PGE Foundation Power Engineering Education Laboratory

Robert Bass, Director
FAB 25-00

Research within power engineering lab pertains to electrical power systems, particularly distributed & renewable assets and the overlaying smart grid technologies that link them together.  Current and past projects include analyzing AMI data to evaluate the efficacy of utility-sponsored mini-split heat pump installations; evaluation of power quality at PSU’s “Electric Avenue” EV charging stations; development of LCOE metrics for energy storage systems; optimization of heat pumps coupled with a thermal mass for residential demand response programs; development of a SQP optimization algorithm for multi-unit hydropower powerhouses; and, aggregation and analysis of synchrophasor data from distribution feeder circuits.   The lab is also investigating the design of antenna-coupled cryotrons - superconducting power switches controlled via GHz RF radiation.

Terahertz Laboratory

Branimir Pejcinovic, Director
FAB 60-06 

The Terahertz (THz) Lab was established to measure and characterize the behavior of semiconductor devices and exotic materials in the high GHz to low THz frequency regime. The facility contains a CM Summit 12000B probe station, a 40 GHz VNA with Virginia Diodes 700 GHz extenders, a Picometrix T-Ray system, and various support instrumentation, along with computation workspaces.

Teuscher Lab: Emerging Computing Models and Technologies

Christof Teuscher, Director
FAB 60-10 

The mission of teuscher.:Lab is to study, rethink, model, and design the implementation of computations in living and non-living systems. An understanding of the phenomena provides a basis for better, smarter, and more robust computing paradigms, architectures, devices, algorithms, languages, and systems for applications such as embedded systems and biomolecular engineering. We are interested in bold, visionary, and transformational solutions to complex and critical problems needed for the medium- and long-term sustainability of the technological future of all computing disciplines. The lab owns a fussball table and a cutting-edge GPU-enhanced PowerEdge blade compute server with 70 regular cores (hyperthreaded), over 70GB of RAM, and 896 high-performance GPU cores, offering over 1 TFlop of raw computing power to simulate advanced computing architectures and models.
 

Trillium Lab

John Lipor, Director
FAB 25-01 

The Trillium Lab focus is on the design and analysis of machine learning algorithms, with an emphasis on adaptive and sequential methods aimed at solving problems in environmental sensing. Applications range from air and water pollution monitoring to geothermal energy prospecting. 

Verification Laboratory

Xiaoyu Song, Director
FAB 89-01 

The research objective of the verification lab is to explore modeling and validation techniques for reliable cyber-physical systems. Various modeling methods of characterizing complex systems are harnessed. We focus on both dynamic and static verification methods towards establishing the correctness of safety-critical system designs in industry.

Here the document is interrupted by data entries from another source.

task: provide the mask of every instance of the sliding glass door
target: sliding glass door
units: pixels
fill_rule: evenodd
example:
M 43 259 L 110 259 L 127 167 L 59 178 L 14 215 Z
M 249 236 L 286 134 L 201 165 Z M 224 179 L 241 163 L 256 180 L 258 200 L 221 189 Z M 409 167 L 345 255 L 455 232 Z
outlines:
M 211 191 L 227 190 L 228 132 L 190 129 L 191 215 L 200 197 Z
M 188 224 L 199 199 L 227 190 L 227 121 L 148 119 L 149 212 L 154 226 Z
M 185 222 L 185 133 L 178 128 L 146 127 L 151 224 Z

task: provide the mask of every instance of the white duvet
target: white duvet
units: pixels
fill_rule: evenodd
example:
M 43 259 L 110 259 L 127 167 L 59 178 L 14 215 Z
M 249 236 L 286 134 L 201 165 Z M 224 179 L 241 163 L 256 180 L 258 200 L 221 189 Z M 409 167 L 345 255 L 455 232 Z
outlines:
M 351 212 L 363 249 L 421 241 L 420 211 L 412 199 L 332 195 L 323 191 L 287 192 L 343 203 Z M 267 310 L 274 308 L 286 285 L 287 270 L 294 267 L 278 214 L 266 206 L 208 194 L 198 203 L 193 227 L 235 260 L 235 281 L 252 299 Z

Video Image Processing Laboratory (VIP)

Fu Li, Director
FAB 85-04 

With over $400,000 in equipment and cash donations from Tektronix, the VIP Lab provides invaluable research opportunities to students and faculty. The equipment includes a Motion Picture Expert Group (MPEG) portable analyzer, MPEG transport stream monitors, MPEG test systems, picture quality analysis systems, and a real-time spectrum analyzer.

WEST LAB

David C. Burnett, Director
FAB 60-24, 60-26

The Wireless Environmental Sensing Technology (WEST) lab focuses on such areas as crystal-free/crystal-less wireless communication, low power RF and mixed-signal integrated circuit design, and fieldable environmental sensing systems. Advances in these areas will facilitate creation of millimeter-scale devices and enable deployment of millions of sensor nodes across cities and regions to better understand and anticipate our rapidly-changing environment.